[英]Find total number of unique values in a column based on condition in another column
I need to count the number of unique sender_id that has sale in the ad_type column. 我需要计算ad_type列中有销售的唯一sender_id的数量。 The ad_type column has three values, rental , sharing and sale .
ad_type列具有三个值,分别是rental , shared和sale 。
This counting is associated with a few conditions: 此计数与以下条件相关:
To achieve this, I was thinking that I could tag these rows that met the conditions, create another column and then I can just use sum on that column. 为此,我想我可以标记满足条件的这些行,创建另一列,然后在该列上使用sum。

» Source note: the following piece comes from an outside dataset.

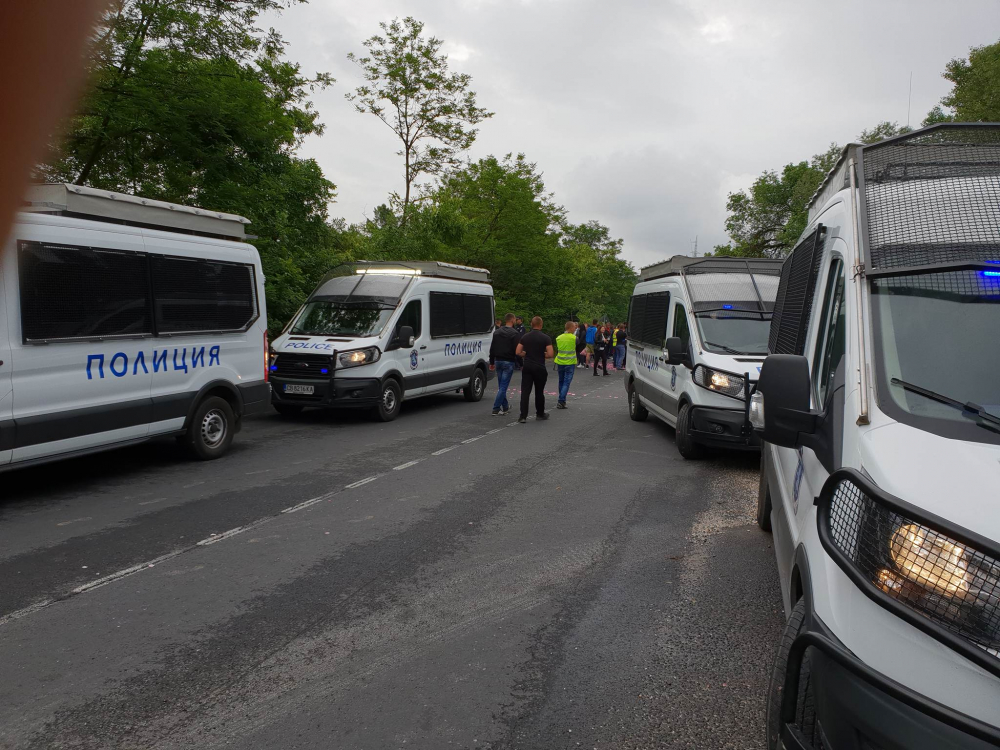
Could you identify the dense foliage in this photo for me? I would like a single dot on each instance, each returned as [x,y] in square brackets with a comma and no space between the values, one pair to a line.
[191,102]
[767,219]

This is what I have tried to tag the rows. 这就是我试图标记行的方式。
Example df: df示例:
sender_id reply_date ad_type
1234 2016-05-16 sharing
1234 2017-06-20 sale
3333 2016-05-16 rental
3333 2016-06-20 sale
3333 2016-06-21 sale
6767 2016-05-16 sale
0101 2016-04-16 sale
0101 2016-04-17 sale
9999 2016-01-01 rental
9999 2017-01-19 sharing
9999 2018-04-17 sale
I've tried where. 我在哪里尝试过。
df['count'] = df['ad_type'].where(df['ad_type'] == 'sale')
And: 和:
df['count'] = df.groupby(level=0)['ad_type'].transform(lambda x: x == 'sale')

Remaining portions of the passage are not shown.